Kaburaki Kiyokata (鏑木清方) (Biographical details)

Kaburaki Kiyokata (鏑木清方) (painter/draughtsman; Japanese; Male; 1878 - 1972)

Also known as

Kaburaki Kiyokata (鏑木清方); Ken'ichi (健一)


Painter. Born in Kanda Sakuma-cho, the son of Jono Saigiku and Kaburaki Fumi. His father was an important writer of popular fiction using the name Sansantei Arindo, who founded two newspapers -the 'Tokyo nichinichi shimbun' (1872) and 'Yamato shimbun' (1886). In 1891, while living in Kanda Higashi Konya-cho, became a pupil of Mizuno Toshikata (a pupil of Yoshitoshi), from whom he received the name Kiyokata in 1893. For the rest of the 1890s and until 1907 active as an illustrator of newspapers, literary journals and, from 1900, 'Kabuki' magazine. During the decade leading up to World War I contributed colour-printed frontispieces and cover designs to novels by Izumi Kyoka, Shimazaki Toson and other leading authors.

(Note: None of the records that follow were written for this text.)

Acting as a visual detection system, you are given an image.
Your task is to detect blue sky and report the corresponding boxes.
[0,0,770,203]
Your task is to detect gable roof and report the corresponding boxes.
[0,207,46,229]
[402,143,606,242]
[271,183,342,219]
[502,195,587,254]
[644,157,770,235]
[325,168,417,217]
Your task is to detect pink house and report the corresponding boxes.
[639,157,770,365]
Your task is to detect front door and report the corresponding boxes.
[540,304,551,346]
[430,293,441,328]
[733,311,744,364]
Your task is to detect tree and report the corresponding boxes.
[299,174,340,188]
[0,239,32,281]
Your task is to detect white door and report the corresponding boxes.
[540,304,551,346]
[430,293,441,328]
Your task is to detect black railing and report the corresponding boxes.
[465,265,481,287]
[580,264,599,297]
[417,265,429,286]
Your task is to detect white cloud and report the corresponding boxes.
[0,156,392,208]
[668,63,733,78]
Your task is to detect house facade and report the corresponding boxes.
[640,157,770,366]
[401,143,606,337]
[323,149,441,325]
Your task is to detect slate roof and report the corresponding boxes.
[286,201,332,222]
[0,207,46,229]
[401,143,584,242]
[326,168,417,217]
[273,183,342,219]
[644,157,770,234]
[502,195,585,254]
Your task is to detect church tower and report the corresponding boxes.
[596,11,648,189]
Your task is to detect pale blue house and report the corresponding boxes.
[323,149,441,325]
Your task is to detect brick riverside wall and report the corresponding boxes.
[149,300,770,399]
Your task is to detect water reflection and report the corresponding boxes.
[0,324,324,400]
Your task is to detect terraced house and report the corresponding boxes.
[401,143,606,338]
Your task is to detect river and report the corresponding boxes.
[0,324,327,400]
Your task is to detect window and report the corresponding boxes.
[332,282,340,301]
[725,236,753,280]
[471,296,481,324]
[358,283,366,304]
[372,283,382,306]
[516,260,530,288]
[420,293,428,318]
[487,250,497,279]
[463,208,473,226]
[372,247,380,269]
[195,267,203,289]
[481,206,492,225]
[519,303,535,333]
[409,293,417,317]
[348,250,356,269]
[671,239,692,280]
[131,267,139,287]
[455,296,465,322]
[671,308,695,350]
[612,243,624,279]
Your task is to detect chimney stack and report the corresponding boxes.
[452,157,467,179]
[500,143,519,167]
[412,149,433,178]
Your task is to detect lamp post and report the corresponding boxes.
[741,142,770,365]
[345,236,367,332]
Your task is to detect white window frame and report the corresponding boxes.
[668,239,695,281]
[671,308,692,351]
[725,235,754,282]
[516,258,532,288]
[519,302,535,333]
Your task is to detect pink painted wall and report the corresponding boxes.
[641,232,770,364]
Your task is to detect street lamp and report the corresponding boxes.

Began to exhibit paintings from 1897 onwards, forming in 1901 the Ugokai group which sought to revive genre painting in a contemporary manner. Sometimes these had nostalgic literary associations, such as 'Ichiyo joshi no haka' ('The Grave of Higuchi Ichiyo', 1902). In addition to exhibition pictures of beauties in his neo-Ukiyo-e style, such as the prize-winning 'Tsukiji Akashi-cho', shown at the eighth Teiten in 1927, he began a series of imaginative literary portraits such as that of the 'rakugo' performer 'San'yutei Encho' (1930). From c. 1927 revived genre painting in the album and handscroll formats which he referred to as 'table-top art' ('takujo geijutsu'). Kiyokata had ambivalent feelings about being called an Ukiyo-e painter since, particularly early in his career, the lowly social status of Ukiyo-e artists might have hindered his acceptance by the Meiji art establishment. Once his position as a leading Nihonga painter was secure, however, he felt able to refer to himself as 'Kiyokata, last painter in the Ukiyo-e line' ('Ukiyo-e matsuryu Kiyokata') in an inscription on the box of a copy he made of one of Shunsho's great series, 'Manners and Customs of Women in the Twelve Months'. It was about this time, in 1935, that he did his own tribute to Shunsho, a series called 'Manners and Customs of the Twelve Months in the Meiji Era'.

N.B. A family member has confirmed that the correct reading of the name is Kaburaki.